Glossophobie en entreprise : comment surmonter la peur de parler en public au travail
Prise de parole en réunion, présentation à un client, pitch devant des investisseurs : la glossophobie, ou peur de parler en public, touche une large part des professionnels et peut freiner une carrière ou le développement d’une activité si elle n’est pas identifiée et travaillée.
Réponse directe : La glossophobie, ou peur de parler en public, toucherait près de 75 % de la population et se manifeste par du stress, des palpitations ou des trous de mémoire. Elle se surmonte par une préparation méthodique, une exposition progressive, et si nécessaire un accompagnement thérapeutique (TCC, hypnose, EMDR).
Sommaire
Un frein fréquent, rarement évoqué en entreprise
Contrairement à une idée reçue, la glossophobie ne se limite pas aux grandes conférences : elle se manifeste souvent dès une réunion d’équipe ou un appel client, avec des conséquences concrètes sur la capacité à défendre un projet ou à convaincre un interlocuteur.

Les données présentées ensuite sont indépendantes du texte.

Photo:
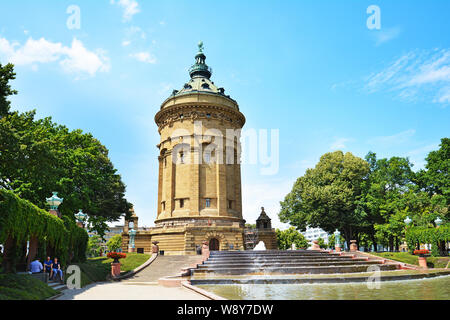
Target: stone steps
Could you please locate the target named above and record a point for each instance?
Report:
(286, 262)
(281, 258)
(295, 270)
(56, 285)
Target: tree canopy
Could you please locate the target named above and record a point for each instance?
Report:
(287, 237)
(368, 200)
(38, 156)
(327, 195)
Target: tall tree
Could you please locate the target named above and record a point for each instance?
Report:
(383, 198)
(38, 156)
(436, 178)
(327, 196)
(6, 74)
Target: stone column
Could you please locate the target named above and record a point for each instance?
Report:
(353, 246)
(205, 251)
(195, 184)
(32, 251)
(155, 247)
(115, 269)
(315, 246)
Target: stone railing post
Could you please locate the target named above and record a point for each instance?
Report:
(205, 251)
(353, 246)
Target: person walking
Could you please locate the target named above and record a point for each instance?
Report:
(57, 269)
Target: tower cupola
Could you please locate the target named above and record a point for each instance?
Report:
(200, 68)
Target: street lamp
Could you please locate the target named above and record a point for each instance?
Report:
(132, 234)
(438, 222)
(54, 201)
(80, 216)
(337, 242)
(407, 221)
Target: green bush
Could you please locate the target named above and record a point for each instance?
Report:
(417, 235)
(23, 287)
(20, 219)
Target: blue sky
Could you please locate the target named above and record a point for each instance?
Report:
(312, 69)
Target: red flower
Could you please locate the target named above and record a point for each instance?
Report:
(422, 251)
(116, 255)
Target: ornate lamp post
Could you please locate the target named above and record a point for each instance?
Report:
(337, 242)
(54, 202)
(131, 246)
(81, 217)
(438, 222)
(407, 222)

Les situations professionnelles les plus exposées
Les pitchs devant des investisseurs, les soutenances de projet en comité de direction, ou les présentations commerciales face à un client sont les contextes où l’enjeu de performance amplifie l’appréhension, avec un impact direct sur les résultats professionnels.
Des techniques concrètes pour progresser
La préparation méthodique du contenu, les exercices de respiration avant une intervention, et la pratique répétée dans des contextes à enjeu croissant (d’abord en petit comité, puis devant un public plus large) permettent de réduire progressivement l’appréhension.
Quand se faire accompagner par un professionnel
Lorsque la peur devient un frein réel à l’évolution professionnelle, un accompagnement par un coach spécialisé en prise de parole ou, dans les cas les plus marqués, un suivi thérapeutique ciblé (thérapies comportementales et cognitives) peut apporter des résultats plus rapides qu’une pratique seule en autonomie.
Une peur qui toucherait 75 % de la population
La glossophobie figure parmi les manifestations les plus courantes de l’anxiété sociale. Elle se traduit par un stress intense, des palpitations, une bouche sèche, des tremblements ou des trous de mémoire au moment de s’exprimer devant un groupe.
Les causes les plus fréquentes
Cette peur est souvent liée à la crainte du jugement ou du ridicule, à des expériences passées vécues comme humiliantes, ou à un perfectionnisme excessif qui transforme chaque prise de parole en épreuve à réussir sans faille.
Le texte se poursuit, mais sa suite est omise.